1. In my judgment, the growing need of the times however is restoring to the things of the heart, that is, moral well-being, its true place in life. Social science, according to my view, should therefore be approached from that moral standpoint. No tinkering will answer the purpose. Your foundation, therefore, if it is to be true to itself, should be utilised for subverting the system under which the extraordinary accumulation of riches has been possible in America. It would seem then that if you adopt my suggestion, it becomes for the most part independent of monetary help.
2. In view of my answer to the first question, I need hardly answer the second. But I would say independently of the first that the organisation of the
foundation round industrial, racial and international relationships would be any day preferable to the traditional academic departments. If the view underlying my answer to the first question is accepted, you will have to do original research work.
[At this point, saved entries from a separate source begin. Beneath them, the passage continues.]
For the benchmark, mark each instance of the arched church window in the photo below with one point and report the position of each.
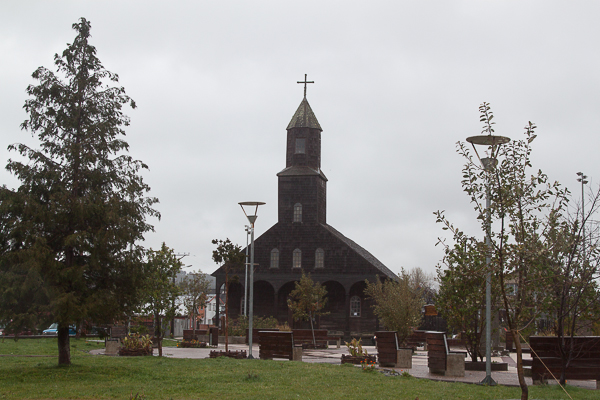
(300, 146)
(297, 212)
(274, 258)
(297, 259)
(319, 258)
(355, 306)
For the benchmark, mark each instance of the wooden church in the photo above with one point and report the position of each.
(302, 240)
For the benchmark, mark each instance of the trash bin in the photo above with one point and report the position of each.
(213, 336)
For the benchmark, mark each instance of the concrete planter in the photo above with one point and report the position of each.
(480, 366)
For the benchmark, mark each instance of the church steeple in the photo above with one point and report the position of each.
(302, 184)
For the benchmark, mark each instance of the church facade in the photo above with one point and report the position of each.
(302, 241)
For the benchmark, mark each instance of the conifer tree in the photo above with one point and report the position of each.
(81, 205)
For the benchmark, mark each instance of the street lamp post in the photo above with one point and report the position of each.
(489, 163)
(247, 229)
(251, 219)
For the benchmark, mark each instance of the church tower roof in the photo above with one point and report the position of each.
(304, 117)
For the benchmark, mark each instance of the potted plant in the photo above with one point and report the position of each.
(136, 345)
(357, 353)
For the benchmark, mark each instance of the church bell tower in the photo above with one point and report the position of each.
(302, 184)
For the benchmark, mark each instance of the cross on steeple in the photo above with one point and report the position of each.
(305, 82)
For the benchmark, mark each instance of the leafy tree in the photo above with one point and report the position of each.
(521, 202)
(397, 303)
(230, 255)
(81, 207)
(574, 265)
(194, 290)
(307, 301)
(160, 290)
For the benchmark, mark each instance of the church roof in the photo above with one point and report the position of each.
(385, 271)
(301, 170)
(304, 117)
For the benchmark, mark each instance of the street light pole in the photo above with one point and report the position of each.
(489, 163)
(251, 219)
(582, 178)
(247, 228)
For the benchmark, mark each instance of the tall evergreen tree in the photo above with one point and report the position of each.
(81, 207)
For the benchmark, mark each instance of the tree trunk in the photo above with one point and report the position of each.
(522, 383)
(226, 310)
(312, 328)
(158, 333)
(64, 346)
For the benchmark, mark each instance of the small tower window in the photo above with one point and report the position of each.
(300, 146)
(297, 212)
(319, 258)
(297, 259)
(274, 258)
(355, 306)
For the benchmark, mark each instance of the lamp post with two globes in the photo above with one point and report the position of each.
(489, 163)
(251, 219)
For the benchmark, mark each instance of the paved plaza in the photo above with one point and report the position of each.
(419, 369)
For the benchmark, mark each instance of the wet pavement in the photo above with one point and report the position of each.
(419, 369)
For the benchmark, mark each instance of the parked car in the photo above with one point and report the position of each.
(53, 330)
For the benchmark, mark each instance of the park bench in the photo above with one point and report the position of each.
(113, 342)
(255, 333)
(417, 339)
(190, 334)
(304, 337)
(275, 344)
(335, 336)
(440, 359)
(547, 361)
(389, 353)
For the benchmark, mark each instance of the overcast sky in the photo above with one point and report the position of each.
(397, 84)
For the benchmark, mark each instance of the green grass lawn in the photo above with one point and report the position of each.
(101, 377)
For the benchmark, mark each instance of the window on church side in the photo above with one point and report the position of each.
(297, 212)
(355, 306)
(297, 259)
(300, 146)
(319, 258)
(274, 258)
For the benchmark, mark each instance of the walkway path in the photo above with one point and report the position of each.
(333, 355)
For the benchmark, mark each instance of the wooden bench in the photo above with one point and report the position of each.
(304, 337)
(189, 335)
(417, 339)
(585, 364)
(112, 344)
(337, 337)
(389, 353)
(440, 359)
(255, 333)
(274, 344)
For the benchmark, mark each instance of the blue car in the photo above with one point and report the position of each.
(53, 330)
3. In view of the foregoing the answer to this is unnecessary. It would certainly be wise to have all nations, races and classes represented. If you can take care of the youth, the citizens will right themselves.
4. I should lock up in fairly commodious but not too comfortable rooms a few professors and students and insist upon their finding a way out of the present intolerable position, if you hold with me that the present is an intolerable position.
5. I am unable to answer this.
6. The idea is good. Perhaps the most effective way of securing the proper type or exchange of visiting members would be to send out a representative to the countries from which you may want such members so that he may come in direct touch with the living institutions of the country or countries in question.